Ещё труднее давалась Толстому последняя строфа, с которой он начал записи перевода. Шесть заключительных стихов рождались из такого материала:
[зач. Мать надп. Ты ж,] услышь последнее моленье:
[припис. Мать, вели зач. Прикажи] костёр воздвигнуть нам,
Свободи меня из [зач. завлеченья] заточенья,
[зач. Дай И новой дай любящимся сердцам надп. и зач. страдающим продолж. Нашим дай в огонь сойти сердцам]
[зач. Там мы В огне святом] Мы тогда [зач. вдв] вдвоём
[зач. Там Мы тогда вдвоём Мы огне святом подп. В поломе святом]
[зач. Мы рука с рукой]
К нашим [зач. старым надп. прежним] улетим богам.
[зач. Улетим к отверженным богам]
Чтоб костёр трещал Пусть костёр горит
Чтоб огонь пылал,
Чтоб огонь унёс к старым нас богам!
Там мы к нашим улетим богам67.
Так, вычёркивая, заменяя слово за словом, приписывая и надписывая иные, Толстой всё-таки не нашёл удовлетворявшего его завершения баллады и перечеркнул всё. Через некоторое время он снова взялся за эту финальную строфу, которая в своём окончательном виде должна была послужить тематическим апофеозом повествования и стилевым ориентиром поэтической речи.
Ты ж услышь последнее моленье,
Мать, вели костёр воздвигнуть нам,
Свободи меня из заточенья,
[зач. Нашим надп. В пепел] дай разрушиться телам.
[зач. Чтоб костёр трещал,]
Чтоб огонь пылал
[зач. И Чтоб унёс ко старым надп. и зач. прежним] нас богам Там [зач. Мы надп. в] огне святом,
Справа вдоль поля [зач. Так в огне святом]

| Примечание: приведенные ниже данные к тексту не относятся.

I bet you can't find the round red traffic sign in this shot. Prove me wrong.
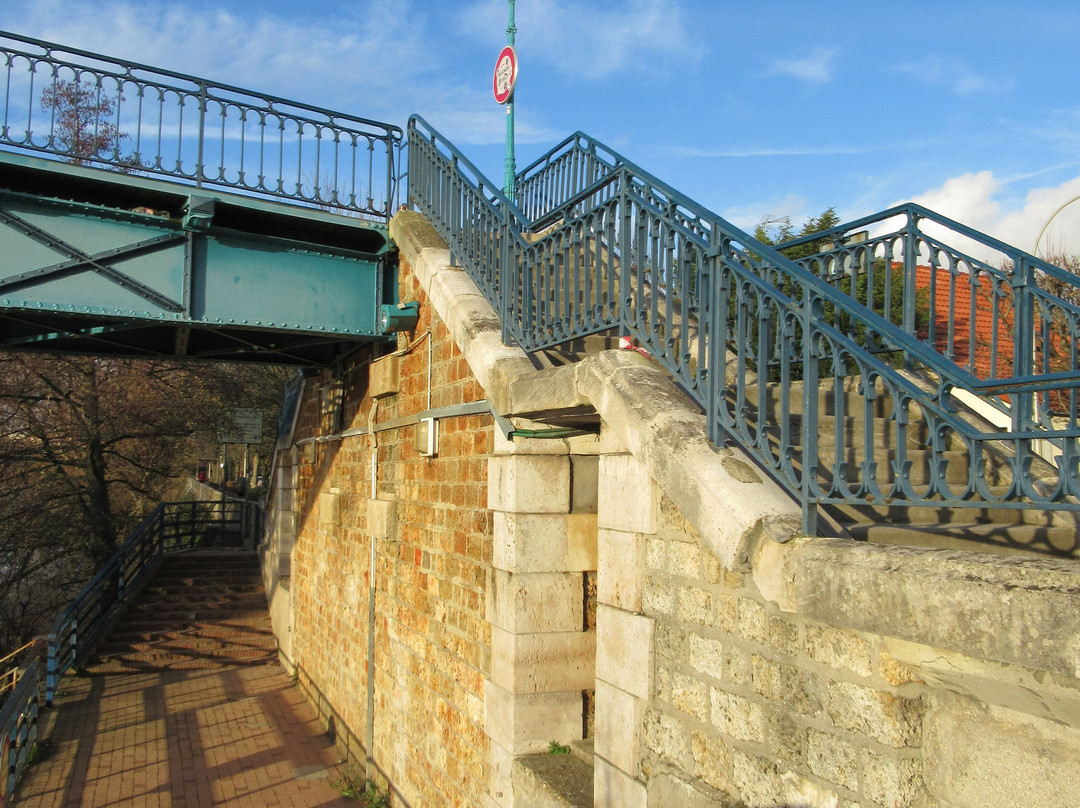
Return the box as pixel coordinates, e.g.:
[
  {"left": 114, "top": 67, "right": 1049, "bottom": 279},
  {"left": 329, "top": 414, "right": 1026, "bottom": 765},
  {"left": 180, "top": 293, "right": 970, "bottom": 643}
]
[{"left": 493, "top": 45, "right": 518, "bottom": 104}]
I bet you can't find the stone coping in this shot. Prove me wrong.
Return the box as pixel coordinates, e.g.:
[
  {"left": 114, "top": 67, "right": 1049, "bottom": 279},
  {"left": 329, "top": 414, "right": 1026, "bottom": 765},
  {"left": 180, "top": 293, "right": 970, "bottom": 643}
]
[{"left": 389, "top": 210, "right": 1080, "bottom": 680}]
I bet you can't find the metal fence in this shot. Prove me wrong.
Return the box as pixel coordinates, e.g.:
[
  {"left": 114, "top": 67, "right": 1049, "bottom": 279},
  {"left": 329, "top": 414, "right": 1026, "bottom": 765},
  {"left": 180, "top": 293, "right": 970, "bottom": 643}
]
[
  {"left": 775, "top": 203, "right": 1080, "bottom": 431},
  {"left": 0, "top": 660, "right": 39, "bottom": 802},
  {"left": 407, "top": 115, "right": 1080, "bottom": 534},
  {"left": 0, "top": 31, "right": 403, "bottom": 219}
]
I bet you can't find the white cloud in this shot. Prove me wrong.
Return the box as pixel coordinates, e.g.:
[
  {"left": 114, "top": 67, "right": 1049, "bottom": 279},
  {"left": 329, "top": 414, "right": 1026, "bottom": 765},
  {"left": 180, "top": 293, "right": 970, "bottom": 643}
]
[
  {"left": 906, "top": 170, "right": 1080, "bottom": 263},
  {"left": 458, "top": 0, "right": 706, "bottom": 80},
  {"left": 894, "top": 56, "right": 1010, "bottom": 96},
  {"left": 3, "top": 0, "right": 433, "bottom": 118},
  {"left": 766, "top": 47, "right": 838, "bottom": 85}
]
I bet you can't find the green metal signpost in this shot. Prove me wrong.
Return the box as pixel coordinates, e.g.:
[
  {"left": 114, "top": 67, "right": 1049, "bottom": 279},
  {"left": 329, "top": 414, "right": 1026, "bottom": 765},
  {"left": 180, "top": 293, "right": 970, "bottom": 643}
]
[{"left": 494, "top": 1, "right": 518, "bottom": 202}]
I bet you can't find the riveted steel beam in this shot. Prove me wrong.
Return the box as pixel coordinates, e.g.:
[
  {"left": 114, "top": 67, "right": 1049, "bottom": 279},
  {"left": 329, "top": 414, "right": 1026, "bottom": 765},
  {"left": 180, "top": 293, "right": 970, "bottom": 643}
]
[{"left": 0, "top": 151, "right": 397, "bottom": 366}]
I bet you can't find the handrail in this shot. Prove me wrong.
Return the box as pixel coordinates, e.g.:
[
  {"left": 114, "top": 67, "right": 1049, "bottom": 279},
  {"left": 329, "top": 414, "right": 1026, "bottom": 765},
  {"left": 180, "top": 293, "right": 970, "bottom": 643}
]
[
  {"left": 0, "top": 660, "right": 39, "bottom": 802},
  {"left": 0, "top": 31, "right": 403, "bottom": 219},
  {"left": 44, "top": 498, "right": 257, "bottom": 706},
  {"left": 0, "top": 639, "right": 42, "bottom": 700},
  {"left": 406, "top": 115, "right": 1080, "bottom": 535}
]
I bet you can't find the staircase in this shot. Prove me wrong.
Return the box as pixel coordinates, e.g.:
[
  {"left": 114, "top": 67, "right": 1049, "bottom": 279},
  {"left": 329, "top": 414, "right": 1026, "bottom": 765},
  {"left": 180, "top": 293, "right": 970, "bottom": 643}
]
[
  {"left": 745, "top": 376, "right": 1080, "bottom": 558},
  {"left": 407, "top": 116, "right": 1080, "bottom": 558},
  {"left": 85, "top": 551, "right": 278, "bottom": 673}
]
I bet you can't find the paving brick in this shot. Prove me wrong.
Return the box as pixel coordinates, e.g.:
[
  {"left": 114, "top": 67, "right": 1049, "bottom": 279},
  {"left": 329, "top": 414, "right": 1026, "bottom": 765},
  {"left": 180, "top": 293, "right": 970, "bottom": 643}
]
[{"left": 16, "top": 666, "right": 351, "bottom": 807}]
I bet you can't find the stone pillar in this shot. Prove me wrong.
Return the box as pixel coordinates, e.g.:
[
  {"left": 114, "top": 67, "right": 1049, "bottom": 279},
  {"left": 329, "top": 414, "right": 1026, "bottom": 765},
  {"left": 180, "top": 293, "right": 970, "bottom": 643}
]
[
  {"left": 594, "top": 450, "right": 658, "bottom": 808},
  {"left": 485, "top": 437, "right": 598, "bottom": 808}
]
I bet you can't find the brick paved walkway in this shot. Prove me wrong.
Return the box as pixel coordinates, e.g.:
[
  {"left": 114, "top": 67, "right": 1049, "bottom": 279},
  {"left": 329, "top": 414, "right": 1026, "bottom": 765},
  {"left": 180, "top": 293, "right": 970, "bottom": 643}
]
[{"left": 13, "top": 664, "right": 355, "bottom": 807}]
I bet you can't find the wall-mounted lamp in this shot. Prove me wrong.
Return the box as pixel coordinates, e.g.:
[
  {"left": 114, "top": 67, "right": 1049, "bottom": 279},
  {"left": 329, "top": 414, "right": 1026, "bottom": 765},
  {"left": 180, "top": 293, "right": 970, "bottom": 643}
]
[
  {"left": 414, "top": 416, "right": 438, "bottom": 457},
  {"left": 379, "top": 301, "right": 420, "bottom": 334}
]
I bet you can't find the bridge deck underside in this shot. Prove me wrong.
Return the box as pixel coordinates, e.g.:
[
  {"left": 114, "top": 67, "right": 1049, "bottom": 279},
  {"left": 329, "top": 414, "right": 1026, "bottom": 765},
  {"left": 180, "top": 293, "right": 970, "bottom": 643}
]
[{"left": 0, "top": 152, "right": 396, "bottom": 366}]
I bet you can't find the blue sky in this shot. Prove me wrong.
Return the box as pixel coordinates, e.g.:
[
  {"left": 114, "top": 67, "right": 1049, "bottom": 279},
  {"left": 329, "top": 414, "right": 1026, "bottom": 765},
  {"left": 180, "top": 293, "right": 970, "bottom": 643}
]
[{"left": 5, "top": 0, "right": 1080, "bottom": 255}]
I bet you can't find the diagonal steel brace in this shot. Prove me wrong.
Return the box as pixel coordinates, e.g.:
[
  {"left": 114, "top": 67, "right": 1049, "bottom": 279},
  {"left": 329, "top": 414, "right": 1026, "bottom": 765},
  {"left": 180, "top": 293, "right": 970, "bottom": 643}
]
[{"left": 0, "top": 207, "right": 185, "bottom": 312}]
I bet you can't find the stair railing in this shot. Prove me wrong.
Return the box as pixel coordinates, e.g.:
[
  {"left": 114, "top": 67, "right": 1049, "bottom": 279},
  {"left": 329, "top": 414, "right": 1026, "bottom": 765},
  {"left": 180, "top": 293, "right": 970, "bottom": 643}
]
[
  {"left": 774, "top": 203, "right": 1080, "bottom": 436},
  {"left": 406, "top": 115, "right": 1080, "bottom": 536},
  {"left": 0, "top": 31, "right": 403, "bottom": 219}
]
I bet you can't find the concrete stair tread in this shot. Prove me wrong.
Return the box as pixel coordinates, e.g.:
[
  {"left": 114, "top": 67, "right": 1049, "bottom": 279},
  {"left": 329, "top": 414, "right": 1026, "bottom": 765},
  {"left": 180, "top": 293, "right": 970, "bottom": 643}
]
[
  {"left": 105, "top": 634, "right": 273, "bottom": 648},
  {"left": 128, "top": 598, "right": 268, "bottom": 611},
  {"left": 138, "top": 584, "right": 264, "bottom": 595},
  {"left": 85, "top": 654, "right": 278, "bottom": 674},
  {"left": 113, "top": 617, "right": 272, "bottom": 633}
]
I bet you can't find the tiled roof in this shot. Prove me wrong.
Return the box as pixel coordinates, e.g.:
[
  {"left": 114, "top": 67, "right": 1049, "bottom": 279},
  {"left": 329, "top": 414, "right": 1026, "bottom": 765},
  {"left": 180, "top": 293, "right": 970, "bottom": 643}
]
[{"left": 911, "top": 263, "right": 1014, "bottom": 382}]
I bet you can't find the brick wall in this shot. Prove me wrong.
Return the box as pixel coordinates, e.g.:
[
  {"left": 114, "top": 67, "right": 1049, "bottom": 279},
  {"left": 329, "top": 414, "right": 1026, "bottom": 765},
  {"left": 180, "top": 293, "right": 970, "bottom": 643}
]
[{"left": 287, "top": 256, "right": 495, "bottom": 808}]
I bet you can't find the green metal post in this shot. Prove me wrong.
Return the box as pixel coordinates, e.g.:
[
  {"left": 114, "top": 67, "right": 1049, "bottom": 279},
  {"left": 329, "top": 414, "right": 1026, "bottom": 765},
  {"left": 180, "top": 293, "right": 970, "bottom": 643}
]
[{"left": 504, "top": 0, "right": 517, "bottom": 202}]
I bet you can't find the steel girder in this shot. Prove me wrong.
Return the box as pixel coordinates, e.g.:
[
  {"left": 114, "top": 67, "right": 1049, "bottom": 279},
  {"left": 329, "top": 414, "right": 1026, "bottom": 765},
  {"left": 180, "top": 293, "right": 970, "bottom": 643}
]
[{"left": 0, "top": 151, "right": 396, "bottom": 366}]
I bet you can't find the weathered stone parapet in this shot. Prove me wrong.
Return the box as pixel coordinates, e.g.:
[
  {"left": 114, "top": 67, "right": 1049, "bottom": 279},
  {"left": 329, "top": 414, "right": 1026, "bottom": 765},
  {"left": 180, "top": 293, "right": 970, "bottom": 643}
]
[
  {"left": 771, "top": 537, "right": 1080, "bottom": 681},
  {"left": 923, "top": 693, "right": 1080, "bottom": 808},
  {"left": 509, "top": 350, "right": 803, "bottom": 571}
]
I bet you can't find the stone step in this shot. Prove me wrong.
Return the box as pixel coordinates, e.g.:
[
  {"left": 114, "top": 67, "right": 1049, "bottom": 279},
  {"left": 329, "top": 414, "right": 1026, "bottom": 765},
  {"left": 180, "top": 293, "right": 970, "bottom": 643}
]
[
  {"left": 123, "top": 609, "right": 270, "bottom": 626},
  {"left": 86, "top": 549, "right": 276, "bottom": 673},
  {"left": 138, "top": 580, "right": 264, "bottom": 596},
  {"left": 154, "top": 555, "right": 261, "bottom": 568},
  {"left": 100, "top": 634, "right": 275, "bottom": 654},
  {"left": 127, "top": 587, "right": 267, "bottom": 604},
  {"left": 97, "top": 635, "right": 273, "bottom": 654},
  {"left": 115, "top": 615, "right": 272, "bottom": 633},
  {"left": 851, "top": 521, "right": 1080, "bottom": 557},
  {"left": 742, "top": 381, "right": 898, "bottom": 420},
  {"left": 512, "top": 752, "right": 594, "bottom": 808},
  {"left": 106, "top": 622, "right": 273, "bottom": 645},
  {"left": 85, "top": 648, "right": 278, "bottom": 674},
  {"left": 531, "top": 334, "right": 622, "bottom": 370}
]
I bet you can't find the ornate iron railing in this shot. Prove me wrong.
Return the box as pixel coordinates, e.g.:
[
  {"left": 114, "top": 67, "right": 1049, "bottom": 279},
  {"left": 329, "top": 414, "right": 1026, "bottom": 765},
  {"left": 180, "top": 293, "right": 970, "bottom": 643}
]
[
  {"left": 407, "top": 115, "right": 1080, "bottom": 535},
  {"left": 0, "top": 31, "right": 403, "bottom": 219},
  {"left": 775, "top": 204, "right": 1080, "bottom": 430},
  {"left": 44, "top": 498, "right": 258, "bottom": 706}
]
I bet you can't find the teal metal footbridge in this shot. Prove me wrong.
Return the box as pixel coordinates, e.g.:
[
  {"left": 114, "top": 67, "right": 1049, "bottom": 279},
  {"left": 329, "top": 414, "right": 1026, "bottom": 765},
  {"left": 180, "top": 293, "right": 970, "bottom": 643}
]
[{"left": 0, "top": 31, "right": 405, "bottom": 366}]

[зач. Сквозь] Там в дыму [зач. святом надп. густом]
Сквозь огонь и гром
Улетим ко старым мы богам
Мы сквозь [зач. Там где] треск и гром
К нашим древним [?год?гис. прежним] улетим богам
Улетим к старинным мы богам68.
И только в сентябре 1867 г. в Веймаре сложился окончательный вариант:
Мать, услышь последнее моленье,
Прикажи костёр воздвигнуть нам,
Свободи меня из заточенья,
Мир в огне дай любящим сердцам!
Так из дыма тьмы
В пламе, в искрах мы
К нашим древним полетим богам! »
У Тургенева перевод (как, впрочем, и ряд других вещей Толстого) вызвал неблагожелательный отклик, распространённый им не только на произведение, но и на творческую личность автора. В письме к Я. П. Полонскому от 31 марта 1868 г. он писал: «Какой он поэт! Что он сделал из бедной „Коринфской невесты“ Гёте!»69. Отрицательно оценил перевод В. П. Буренин, всегда питавший литературную и личную неприязнь к «графу-поэту»70. Пора непредвзятых суждений наступила гораздо позже.
Первым одобрил «Коринфскую невесту» В. В. Розанов в статье «Тут есть некая тайна»71. Позже священник С. М. Соловьёв назвал произведение Гёте «гениальным стихотворением», которое «не менее гениально перевёл Алексей Толстой»72. К. И. Чуковский считал, что стихотворение принадлежит к «шедеврам перевода»73, и эта оценка до сих пор остаётся справедливой.
В творчестве Гейне Толстой, разумеется, нашёл созвучные его настроениям лирические мотивы и близкий ему иронический взгляд на вещи. Его откликом стали переводы нескольких стихотворений немецкого поэта74.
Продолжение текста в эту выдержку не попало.